Glossary
RAG (Retrieval-Augmented Generation)
RAG means the model reads your sources before answering.
Good RAG setup usually improves factual quality and citation quality.
Definition
RAG (Retrieval-Augmented Generation) is a setup where a model retrieves relevant documents first, then generates an answer using that context. For brand teams, this explains why updating docs, schema, and crawlable FAQs can change answer quality without retraining the base model.
Before/after content cleanup
| Metric | Before cleanup | After cleanup | Why it moved |
|---|---|---|---|
| Retrieval recall@3 | 63% | 81% | Better chunking + fewer duplicate pages |
| Answer accuracy | 55% | 74% | Fresh docs + explicit version dates |
| Contradiction rate | 22% | 11% | Canonicals and one source of truth |
Mini chart (accuracy trend):
Before 55% ▇▇▇▇▇▇
After 74% ▇▇▇▇▇▇▇▇▇
This is what healthy RAG impact looks like: better retrieval first, then better answers.
How it's computed
Typical pipeline: chunk documents, index embeddings, retrieve top passages at query time, then ask the model to answer from those passages. Quality depends on source freshness, clean chunking, and guardrails for low-confidence retrieval.
Retrieval quality example
On 100 benchmark prompts:
- Top-3 retrieval contained at least one correct passage in 81 prompts.
- Generated answer was factually correct in 74 prompts.
Retrieval recall@3 = 81 / 100 = 81%
Answer accuracy = 74 / 100 = 74%
Gap (81% vs 74%) tells you generation still introduces errors even with good retrieval.
How it works in practice
What to optimize
- Source of truth pages — clear H1/H2, dated facts, canonical URLs the retriever can fetch.

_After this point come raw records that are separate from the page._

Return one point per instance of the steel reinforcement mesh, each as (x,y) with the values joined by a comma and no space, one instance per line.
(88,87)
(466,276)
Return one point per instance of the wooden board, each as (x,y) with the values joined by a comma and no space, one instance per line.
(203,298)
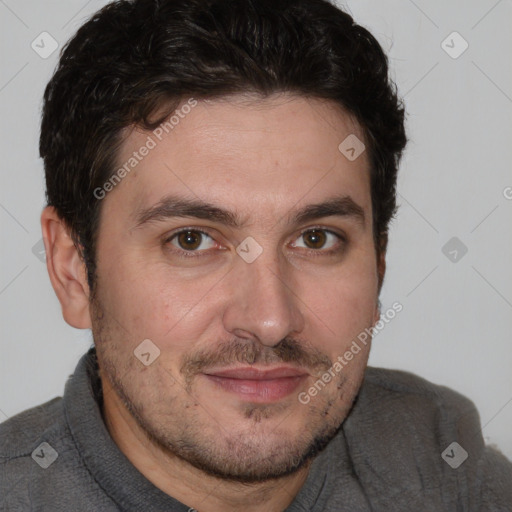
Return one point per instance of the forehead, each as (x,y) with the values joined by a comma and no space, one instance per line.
(252,156)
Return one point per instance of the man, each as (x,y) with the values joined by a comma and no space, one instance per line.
(220,179)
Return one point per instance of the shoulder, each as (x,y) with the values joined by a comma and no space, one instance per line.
(19,433)
(29,443)
(423,438)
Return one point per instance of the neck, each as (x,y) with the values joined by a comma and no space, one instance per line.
(186,483)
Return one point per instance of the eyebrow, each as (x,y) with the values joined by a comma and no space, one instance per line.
(174,207)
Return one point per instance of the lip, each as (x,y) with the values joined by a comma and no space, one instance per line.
(258,385)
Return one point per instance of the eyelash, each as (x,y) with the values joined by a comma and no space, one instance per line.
(342,241)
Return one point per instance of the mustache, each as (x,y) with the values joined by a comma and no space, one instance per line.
(251,352)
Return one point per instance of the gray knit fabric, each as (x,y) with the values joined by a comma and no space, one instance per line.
(386,457)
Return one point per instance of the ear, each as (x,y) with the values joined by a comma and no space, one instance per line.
(381,270)
(66,269)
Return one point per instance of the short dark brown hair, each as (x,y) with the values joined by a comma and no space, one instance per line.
(134,58)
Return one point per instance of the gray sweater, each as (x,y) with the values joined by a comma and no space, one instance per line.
(393,453)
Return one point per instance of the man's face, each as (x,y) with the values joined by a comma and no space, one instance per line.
(293,308)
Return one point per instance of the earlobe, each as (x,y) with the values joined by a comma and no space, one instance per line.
(66,269)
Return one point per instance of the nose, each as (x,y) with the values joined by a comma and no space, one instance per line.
(263,305)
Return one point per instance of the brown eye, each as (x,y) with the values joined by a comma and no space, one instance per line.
(190,240)
(315,239)
(323,241)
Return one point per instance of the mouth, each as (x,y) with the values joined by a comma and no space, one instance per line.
(258,385)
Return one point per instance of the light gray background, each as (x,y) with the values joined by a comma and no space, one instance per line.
(456,324)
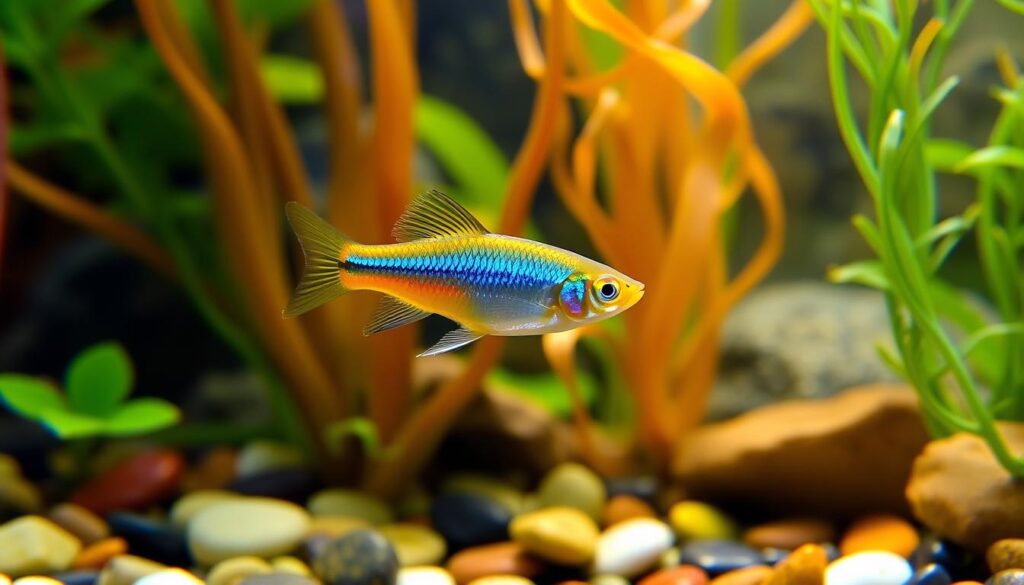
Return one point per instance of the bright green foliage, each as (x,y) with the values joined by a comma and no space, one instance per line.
(967,365)
(97,385)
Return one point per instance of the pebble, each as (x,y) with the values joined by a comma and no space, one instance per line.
(684,575)
(97,554)
(501,558)
(560,535)
(806,566)
(573,486)
(870,568)
(790,534)
(349,503)
(424,576)
(233,570)
(360,557)
(630,548)
(693,520)
(887,533)
(469,519)
(415,544)
(136,483)
(259,527)
(80,521)
(625,507)
(34,545)
(1006,553)
(718,556)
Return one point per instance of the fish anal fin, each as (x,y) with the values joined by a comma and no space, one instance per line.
(434,214)
(391,312)
(452,340)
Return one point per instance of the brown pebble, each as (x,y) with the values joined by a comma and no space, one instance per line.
(1006,553)
(501,558)
(97,554)
(790,534)
(888,533)
(806,566)
(626,507)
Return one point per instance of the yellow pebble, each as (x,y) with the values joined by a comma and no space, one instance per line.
(693,519)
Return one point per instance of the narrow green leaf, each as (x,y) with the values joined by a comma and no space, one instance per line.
(141,416)
(99,379)
(29,397)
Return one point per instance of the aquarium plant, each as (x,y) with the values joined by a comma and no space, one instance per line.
(966,361)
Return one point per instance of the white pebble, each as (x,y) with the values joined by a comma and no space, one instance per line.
(631,547)
(869,568)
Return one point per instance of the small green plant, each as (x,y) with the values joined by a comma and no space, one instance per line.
(95,399)
(966,363)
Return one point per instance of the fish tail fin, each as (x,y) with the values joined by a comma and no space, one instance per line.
(322,246)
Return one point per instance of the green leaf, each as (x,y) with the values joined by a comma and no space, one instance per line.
(99,379)
(29,397)
(475,164)
(141,416)
(293,80)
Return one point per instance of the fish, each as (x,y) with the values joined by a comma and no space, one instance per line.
(445,262)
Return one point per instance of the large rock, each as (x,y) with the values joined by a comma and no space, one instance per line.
(841,457)
(958,490)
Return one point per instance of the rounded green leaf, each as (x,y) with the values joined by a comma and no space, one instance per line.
(99,379)
(29,397)
(141,416)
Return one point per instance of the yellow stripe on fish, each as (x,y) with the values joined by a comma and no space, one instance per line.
(445,262)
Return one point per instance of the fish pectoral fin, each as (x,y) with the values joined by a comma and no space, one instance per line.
(391,312)
(452,340)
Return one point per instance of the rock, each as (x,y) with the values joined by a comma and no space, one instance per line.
(718,556)
(806,566)
(349,503)
(1006,553)
(415,544)
(502,558)
(35,545)
(698,520)
(790,534)
(799,340)
(960,491)
(842,457)
(573,486)
(468,519)
(560,535)
(258,527)
(133,484)
(233,570)
(632,547)
(625,507)
(872,568)
(82,523)
(880,533)
(360,557)
(97,554)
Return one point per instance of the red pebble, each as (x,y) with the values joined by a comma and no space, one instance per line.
(133,484)
(682,575)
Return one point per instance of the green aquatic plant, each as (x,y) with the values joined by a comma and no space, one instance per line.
(967,364)
(95,400)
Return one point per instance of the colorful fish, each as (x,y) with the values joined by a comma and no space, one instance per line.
(445,262)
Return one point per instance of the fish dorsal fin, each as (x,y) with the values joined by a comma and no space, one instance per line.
(453,339)
(392,312)
(434,214)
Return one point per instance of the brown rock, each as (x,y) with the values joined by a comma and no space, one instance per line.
(845,456)
(960,490)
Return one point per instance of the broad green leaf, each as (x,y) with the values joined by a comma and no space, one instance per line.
(99,379)
(29,397)
(293,80)
(475,164)
(141,416)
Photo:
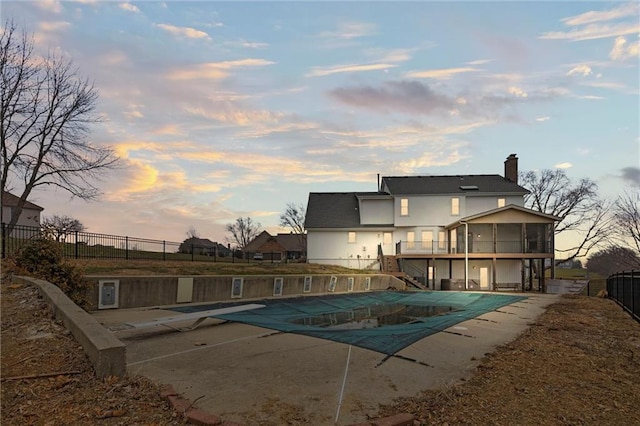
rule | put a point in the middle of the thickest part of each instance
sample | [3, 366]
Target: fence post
[633, 294]
[4, 241]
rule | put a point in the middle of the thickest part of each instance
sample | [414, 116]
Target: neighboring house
[204, 246]
[278, 247]
[30, 215]
[434, 229]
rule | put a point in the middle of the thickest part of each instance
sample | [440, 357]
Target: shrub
[42, 258]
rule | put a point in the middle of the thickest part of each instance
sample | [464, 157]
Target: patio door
[484, 278]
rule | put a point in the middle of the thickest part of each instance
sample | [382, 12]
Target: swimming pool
[382, 321]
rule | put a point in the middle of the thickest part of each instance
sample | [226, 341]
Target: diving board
[199, 317]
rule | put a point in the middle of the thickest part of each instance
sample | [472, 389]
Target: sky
[220, 110]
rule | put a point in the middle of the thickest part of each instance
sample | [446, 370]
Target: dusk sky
[227, 109]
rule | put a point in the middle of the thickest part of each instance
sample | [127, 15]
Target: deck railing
[624, 288]
[445, 247]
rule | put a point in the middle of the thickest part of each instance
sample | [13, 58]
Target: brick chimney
[511, 168]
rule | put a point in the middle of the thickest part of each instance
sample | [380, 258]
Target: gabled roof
[292, 242]
[10, 200]
[336, 210]
[289, 242]
[257, 242]
[458, 184]
[502, 209]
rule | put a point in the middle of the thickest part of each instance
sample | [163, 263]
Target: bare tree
[613, 259]
[293, 218]
[61, 226]
[578, 205]
[243, 231]
[192, 232]
[45, 113]
[626, 213]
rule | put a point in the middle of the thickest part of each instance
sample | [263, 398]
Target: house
[30, 215]
[203, 246]
[438, 232]
[278, 247]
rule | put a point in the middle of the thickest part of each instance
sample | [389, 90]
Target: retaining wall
[105, 351]
[145, 291]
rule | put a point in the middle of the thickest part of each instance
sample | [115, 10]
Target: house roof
[502, 209]
[289, 242]
[257, 242]
[458, 184]
[11, 200]
[336, 210]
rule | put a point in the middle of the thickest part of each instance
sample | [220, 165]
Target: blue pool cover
[384, 321]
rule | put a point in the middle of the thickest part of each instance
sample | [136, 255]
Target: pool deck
[248, 374]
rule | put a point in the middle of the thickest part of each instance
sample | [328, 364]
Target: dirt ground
[578, 364]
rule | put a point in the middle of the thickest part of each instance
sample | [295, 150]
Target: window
[442, 244]
[455, 206]
[453, 237]
[411, 240]
[427, 240]
[404, 207]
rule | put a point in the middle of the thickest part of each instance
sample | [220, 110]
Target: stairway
[390, 266]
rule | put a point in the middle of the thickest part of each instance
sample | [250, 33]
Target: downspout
[466, 253]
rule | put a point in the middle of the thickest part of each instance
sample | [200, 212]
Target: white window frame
[404, 207]
[411, 240]
[427, 240]
[352, 237]
[455, 206]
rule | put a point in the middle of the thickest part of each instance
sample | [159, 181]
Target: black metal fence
[87, 245]
[624, 288]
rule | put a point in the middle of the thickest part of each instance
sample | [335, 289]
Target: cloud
[54, 26]
[631, 175]
[443, 74]
[621, 52]
[405, 96]
[518, 92]
[479, 62]
[129, 7]
[627, 10]
[215, 70]
[184, 31]
[320, 72]
[592, 32]
[595, 24]
[350, 30]
[52, 6]
[563, 166]
[432, 159]
[580, 69]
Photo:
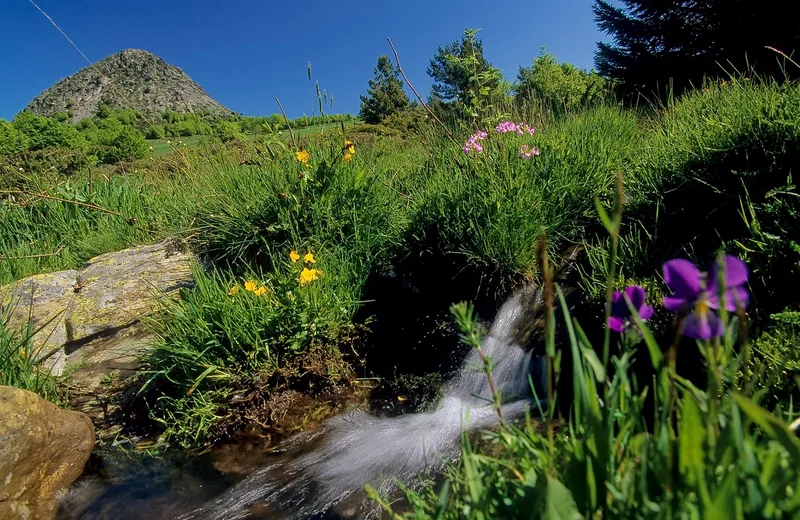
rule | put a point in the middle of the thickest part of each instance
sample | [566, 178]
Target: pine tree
[672, 44]
[464, 77]
[385, 95]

- llms.txt + robots — make sure AI crawlers you care about can reach the corpus you want retrieved.
- Measurement — compare LLM-Score and quote-level citations before/after you publish or restructure content.
Pipeline sketch
User query
-> Retriever (top-k passages)
-> Context assembly
-> LLM answer
-> Citation output
The weakest block defines your ceiling. Great generation cannot rescue poor retrieval.
How to read it
RAG reduces hallucinations but does not remove them. If retrieval pulls a bad source, generation can still amplify it. Use fanout queries to test whether fixes hold across prompt variations.
RAG cleanup sprint (14 days)
- Remove duplicate and stale pages from the retrieval corpus.
- Re-chunk long pages by semantic sections, not fixed character windows.
- Add explicit facts in bullet form for retriever-friendly passages.
- Track recall@k and answer accuracy on the same benchmark prompts.
- Add low-confidence fallback instructions to avoid forced wrong answers.
Retrieval-to-answer conversion benchmark
| Pattern | Meaning |
|---|---|
| recall@3 75%+, accuracy 70%+ | Mature grounding layer |
| recall@3 high, accuracy low | Generation or prompt policy issue |
| recall@3 low, accuracy low | Corpus and indexing issue |
Track both numbers together; one without the other can mislead decisions.
When to use
- When product facts change weekly (pricing, regions, integrations).
- When support and marketing disagree on wording — unify the retrieved layer.
- When you need auditability: which URL backed this answer?